La Fédération des fonctionnaires campait devant la province Nord, hier. Motif : deux emplois ont été pourvus par des candidatures venues de Métropole. L’exécutif provincial avait réagi dès mercredi matin en justifiant ces embauches et en rappelant sa notion de l’emploi local.
«Notre souci de préserver l’emploi local nous interdit d’accepter la nomination d’un expatrié sur un poste qui doit revenir à un local dont le niveau et les compétences ne sont plus à démontrer. » Dans un courrier adressé au président de la province Nord, la Fédération des fonctionnaires prend clairement position contre la récente embauche de deux Métropolitains aux postes de directeur des ressources humaines et de responsable du service informatique (1). Cette dernière affaire semble d’ailleurs avoir été la goutte d’eau qui fait déborder le vase.
Pour l’organisation syndicale, « il est inacceptable qu’un fonctionnaire du cadre territorial, qui a été responsable de la cellule informatique de la province Nord pendant sept ans, soit retiré de ses fonctions sans justification motivée et avérée ». Pour montrer son désaccord, elle a organisé un débrayage d’une heure le 8 juillet, avant de rencontrer les secrétaires généraux vendredi dernier. De son côté, l’exécutif provincial n’a pas attendu la journée de grève pour réagir. Dès mercredi, Victor Tutugoro tapait du poing sur la table. « On nous fait le procès à nous qui relevons du FLNKS, porteur de la notion d’emploi local, de recourir à des expatriés. C’est un peu dur à avaler. »
« L’emploi local ne doit pas se faire au détriment de la compétence »
Parlant « d’attaque cultivée par un certain nombre d’organisations syndicales et d’opposants politiques en vue des élections provinciales », le vice-président de la province insiste sur la notion même d’emploi local dans la collectivité provinciale : « Non seulement il faut être citoyen calédonien, donc inscrit sur la liste spéciale, mais il faut aussi vouloir travailler dans le Nord. » Et de rappeler que « l’exécutif entend exercer librement sa compétence en matière de recrutement et qu’il ne subira, ni n’acceptera de pressions externes », avant de marteler que « l’emploi local ne doit pas se faire au détriment de la compétence ».
Pour Victor Tutugoro, « il y a un certain nombre de jeunes Kanak, diplômés, qui ont peur de prendre des responsabilités ». Concernant les deux cas qui posent problème, Christophe Chalier, le secrétaire général adjoint, explique : « Le poste de DRH a été vacant de 2002 à 2007, ce qui n’a pas manqué de poser un certain nombre de problèmes à l’administration provinciale. Il a ensuite été pourvu jusqu’en février 2008, date à laquelle la personne qui occupait ce poste a démissionné. Parmi les candidatures reçues, celle qui a été retenue correspondait parfaitement à nos besoins. »
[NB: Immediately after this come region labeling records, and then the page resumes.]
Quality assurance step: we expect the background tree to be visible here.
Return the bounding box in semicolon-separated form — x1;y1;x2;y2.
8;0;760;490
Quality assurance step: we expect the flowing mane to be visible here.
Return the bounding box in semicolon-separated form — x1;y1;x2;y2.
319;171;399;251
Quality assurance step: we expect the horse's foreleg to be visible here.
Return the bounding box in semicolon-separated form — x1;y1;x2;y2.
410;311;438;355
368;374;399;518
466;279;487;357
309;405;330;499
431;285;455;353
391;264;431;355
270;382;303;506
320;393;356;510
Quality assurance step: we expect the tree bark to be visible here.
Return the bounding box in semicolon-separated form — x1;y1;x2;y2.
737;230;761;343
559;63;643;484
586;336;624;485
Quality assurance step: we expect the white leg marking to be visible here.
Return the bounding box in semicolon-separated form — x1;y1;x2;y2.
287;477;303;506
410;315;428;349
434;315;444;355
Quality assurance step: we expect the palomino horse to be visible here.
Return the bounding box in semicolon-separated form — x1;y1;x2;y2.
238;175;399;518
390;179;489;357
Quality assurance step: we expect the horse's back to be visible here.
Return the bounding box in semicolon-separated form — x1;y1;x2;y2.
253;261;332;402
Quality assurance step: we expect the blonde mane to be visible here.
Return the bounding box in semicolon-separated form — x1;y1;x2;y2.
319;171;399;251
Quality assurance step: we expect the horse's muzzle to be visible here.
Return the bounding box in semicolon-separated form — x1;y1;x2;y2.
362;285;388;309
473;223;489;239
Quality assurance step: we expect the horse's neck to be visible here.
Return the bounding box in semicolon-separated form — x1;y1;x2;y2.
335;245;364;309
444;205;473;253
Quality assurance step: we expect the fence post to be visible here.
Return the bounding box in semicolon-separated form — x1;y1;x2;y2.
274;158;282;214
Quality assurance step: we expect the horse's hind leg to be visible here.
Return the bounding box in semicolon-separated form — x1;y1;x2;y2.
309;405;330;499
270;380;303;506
Les syndicats militent pourtant pour deux autres candidatures, celles d’une DRH de France Télécom originaire de Calédonie mais en Métropole depuis trente ans et d’un agent territorial déjà en poste. « La candidate née en Calédonie postulait en province Nord pour une question de rapprochement familial, ce qui n’est pas une motivation suffisante », dira Marie-José Consigny, la secrétaire générale. « Dans les deux cas, nous avons affaire à des candidats qui ne sont pas inscrits sur la liste spéciale », répète Victor Tutugoro tandis que Christophe Chalier parle « d’urgence à recruter » non sans évoquer le cas d’un profil idéal au sein même de la province « mais qui ne souhaite pas assumer ces responsabilités maintenant ».
De son côté, José Caunes, représentant local de la Fédération des fonctionnaires, persiste et signe. « Nous ne sommes pas d’accord avec le fait que quelqu’un né en Calédonie et parti travailler ailleurs ne bénéficie pas du dispositif emploi local sous prétexte qu’il n’est pas inscrit sur la liste spéciale. Les jeunes partent se former en Métropole, y restent un peu pour acquérir de l’expérience. Ils doivent pouvoir revenir travailler sur le territoire. » Le représentant de la Fédération des fonctionnaires, qui n’exclut pas une action commune avec l’USTKE, attend le retour du président Néaoutyine sur le territoire « pour débattre du sujet ».
(1) Le premier, qui vient de la fonction publique, arrive de Troyes où il exerçait la fonction de secrétaire général adjoint et bénéficie d’un détachement de cinq ans. Le second est ingénieur informatique et a un contrat de trois ans.